Habían oído hablar de chupetes,
de biberones y cunas calientes
que cantaban nanas con voz serena,
pero también de niños con sed, hambre,
pillados por las trampas de las guerras,
sin casa, sin amigos, sin escuela,
con juguetes que no quería nadie,
y no habían descubierto si a ellos
les esperaba lo bueno o lo malo.
Solo un detalle tenían muy claro:
que en aquella casa y bajo aquel techo
todos los niños vivían felices,
y podían dar gritos y patadas,
y comer cuando les diera la gana,
sin que nadie les prohibiera ser libres.
¿Qué más podían pedirle a la vida?
Ellos solo querían tener paz,
y, como eran dos para jugar,
nunca, nunca, nunca se aburrirían.
A punto estaban de echarse a dormir
cuando oyeron voces que los llamaban
y sintieron que alguien los empujaba
mientras otros los echaban de allí,
a gritos firmes, a golpes sin fin,
con falta de candiles para ver,
y enseguida entendieron que nacer
era igual de obligado que morir
y, ante lo que ya era inevitable,
fue Alonso el que dio los primeros pasos.

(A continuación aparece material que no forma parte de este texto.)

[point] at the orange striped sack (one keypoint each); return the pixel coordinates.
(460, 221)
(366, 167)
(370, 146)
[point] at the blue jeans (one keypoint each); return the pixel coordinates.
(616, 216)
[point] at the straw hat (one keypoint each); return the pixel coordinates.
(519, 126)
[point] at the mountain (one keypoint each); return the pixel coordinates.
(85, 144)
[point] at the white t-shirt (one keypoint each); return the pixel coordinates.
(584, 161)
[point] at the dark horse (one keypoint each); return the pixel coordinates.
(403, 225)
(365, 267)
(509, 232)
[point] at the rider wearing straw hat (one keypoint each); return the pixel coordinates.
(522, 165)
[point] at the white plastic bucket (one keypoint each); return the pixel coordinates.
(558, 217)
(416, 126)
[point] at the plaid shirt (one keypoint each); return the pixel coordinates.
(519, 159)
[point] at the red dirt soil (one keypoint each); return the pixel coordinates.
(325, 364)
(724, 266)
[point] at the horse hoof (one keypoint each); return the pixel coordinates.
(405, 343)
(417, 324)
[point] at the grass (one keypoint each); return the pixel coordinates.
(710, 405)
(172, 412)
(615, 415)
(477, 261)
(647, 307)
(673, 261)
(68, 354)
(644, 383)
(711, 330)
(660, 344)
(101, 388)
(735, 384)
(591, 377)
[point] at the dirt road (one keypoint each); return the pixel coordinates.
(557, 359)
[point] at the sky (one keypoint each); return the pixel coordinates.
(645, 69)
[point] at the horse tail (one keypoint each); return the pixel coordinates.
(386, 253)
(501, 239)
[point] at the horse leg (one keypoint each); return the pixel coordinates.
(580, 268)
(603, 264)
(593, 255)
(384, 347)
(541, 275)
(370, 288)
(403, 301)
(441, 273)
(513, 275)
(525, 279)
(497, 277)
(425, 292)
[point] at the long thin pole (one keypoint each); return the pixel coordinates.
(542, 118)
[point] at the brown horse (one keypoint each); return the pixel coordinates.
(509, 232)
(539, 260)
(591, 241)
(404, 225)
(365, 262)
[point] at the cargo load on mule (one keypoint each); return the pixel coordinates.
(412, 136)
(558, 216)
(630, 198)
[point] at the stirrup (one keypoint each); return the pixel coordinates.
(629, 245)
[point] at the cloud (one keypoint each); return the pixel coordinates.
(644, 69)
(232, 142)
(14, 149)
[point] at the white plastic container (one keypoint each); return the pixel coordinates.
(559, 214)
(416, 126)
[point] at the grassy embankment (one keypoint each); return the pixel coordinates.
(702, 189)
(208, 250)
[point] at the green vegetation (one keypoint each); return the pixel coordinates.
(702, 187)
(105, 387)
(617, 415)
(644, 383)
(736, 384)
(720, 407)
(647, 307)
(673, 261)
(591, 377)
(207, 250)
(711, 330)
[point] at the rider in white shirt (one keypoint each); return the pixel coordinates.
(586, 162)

De pronto, al cuarto, se volvió asustado.
—¡Vida, Vida! ¿Me escuchas un instante?
Nosotros somos dos, somos gemelos.
Si como a todos nos pones dos ángeles,
¿Cuál de los dos no tendrá quien lo ampare?
Y
—¿Pero quién demonios os ha dicho eso?
Los ángeles que yo elijo son mágicos
y para hacer bien su duro trabajo
multiplican por millones su cuerpo,
aunque tengan que restarse los huesos
para que os cuadren bien todas las cuentas.
Y dándose con prisa media vuelta,
lo lanzó a la tierra sin miramientos.
—Pero, Vida, ¡por Dios! -la frenó Pablo-.
Dinos cómo se llaman nuestros ángeles.
La tierra es tan inmensamente grande
y nosotros tan sumamente enanos
que, solos entre tantísima gente,
ni siendo dos podremos encontrarlos.
—¡Vamos, vamos! ¡Calla y sigue a tu hermano!
-concluyó la vida sin detenerse-.
Vuestros ángeles se mueren por veros,
y, aunque todos fueran de igual color
y en nada destacaran del montón,
los reconoceréis por sus besos,
y tengan por nombre el nombre que tengan,
vosotros, por simple necesidad,
los llamaréis siempre papá y mamá.
Y después de tantas horas de espera
Alonso y Pablo llegaron por fin
como al mundo llegan todos los niños:
prestos a dar lo mejor de sí mismos
sin saber aún qué iban a recibir.
Autora: María Jesús Sánchez Oliva. Salamanca, España.